I tre attraversarono con aria sognante il piccolo parco pubblico del loro quartiere in cui andavano a passeggiare durante la bella stagione, quando non gli andava di stare al chiuso. A quell'ora il sole picchiava sulla nuca e le panchine verdi erano per lo più vuote. Quando passarono accanto all'aiuola più grande, videro una colomba accovacciata che non scappava al loro avvicinarsi.

«Oooh, poverina,» sospirò Sara portandosi una mano alla bocca «si sarà rotta qualcosa.»

«Dev'essere brutto avere le ali e non poter volare...» constatò Jem lanciando un'occhiata pietosa alla bestiola ferita. Qualche passo dopo, i due si accorsero che Will era rimasto indietro: si era chinato sullo sventurato uccello e lo stavo studiando con attenzione da diverse angolature.

«Will, accidenti, che fai? Andiamo» lo richiamò Sara. Will raccolse da terra la colomba e li raggiunse in una mezza corsa.

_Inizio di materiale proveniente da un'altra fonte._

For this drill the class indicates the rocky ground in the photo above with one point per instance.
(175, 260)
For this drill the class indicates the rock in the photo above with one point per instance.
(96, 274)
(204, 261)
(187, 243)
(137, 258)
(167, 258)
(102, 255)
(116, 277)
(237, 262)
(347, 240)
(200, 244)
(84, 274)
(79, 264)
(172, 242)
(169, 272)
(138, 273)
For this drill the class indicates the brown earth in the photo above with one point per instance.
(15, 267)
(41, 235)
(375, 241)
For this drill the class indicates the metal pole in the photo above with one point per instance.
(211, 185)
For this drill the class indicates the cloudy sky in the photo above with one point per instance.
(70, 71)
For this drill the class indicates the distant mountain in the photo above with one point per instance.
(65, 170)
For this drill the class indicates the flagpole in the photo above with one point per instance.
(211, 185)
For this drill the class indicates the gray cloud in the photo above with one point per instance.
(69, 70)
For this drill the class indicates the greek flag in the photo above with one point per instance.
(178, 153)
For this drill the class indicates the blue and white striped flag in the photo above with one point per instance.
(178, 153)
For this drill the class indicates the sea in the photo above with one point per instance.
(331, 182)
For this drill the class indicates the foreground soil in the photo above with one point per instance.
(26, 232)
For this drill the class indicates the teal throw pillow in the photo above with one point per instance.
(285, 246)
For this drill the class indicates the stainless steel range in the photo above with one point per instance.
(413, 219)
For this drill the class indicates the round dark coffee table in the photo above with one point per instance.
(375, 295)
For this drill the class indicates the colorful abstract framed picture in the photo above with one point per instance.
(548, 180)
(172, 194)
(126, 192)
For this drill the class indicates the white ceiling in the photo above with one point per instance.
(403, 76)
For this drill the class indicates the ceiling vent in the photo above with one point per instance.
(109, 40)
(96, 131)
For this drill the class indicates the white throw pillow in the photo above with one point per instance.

«Diamine, amico, ma sei impazzito? Quel coso sarà pieno di parassiti! Vuoi prenderti un'infezione?» protestò Jem tra l'allarmato e lo schifato.

«Guardate: ha un'ala rotta. Faccio una corsa in ambulatorio, mia madre dovrebbe essere ancora là» decretò preoccupato Will sistemandosi lo zaino in spalla. «Ci sentiamo sul gruppo!» si congedò da loro affrettando il passo.

«San Francesco da Oderzano» sospirò Jem scuotendo il capo e guardandolo allontanarsi con in mano la colomba ferita. «Non avrà le idee chiare sul suo futuro, ma sul presente sembra non avere dubbi.»

«È vero,» confermò Sara con un misto d'incredulità e ammirazione nella voce «solo lui può fare certe cose.»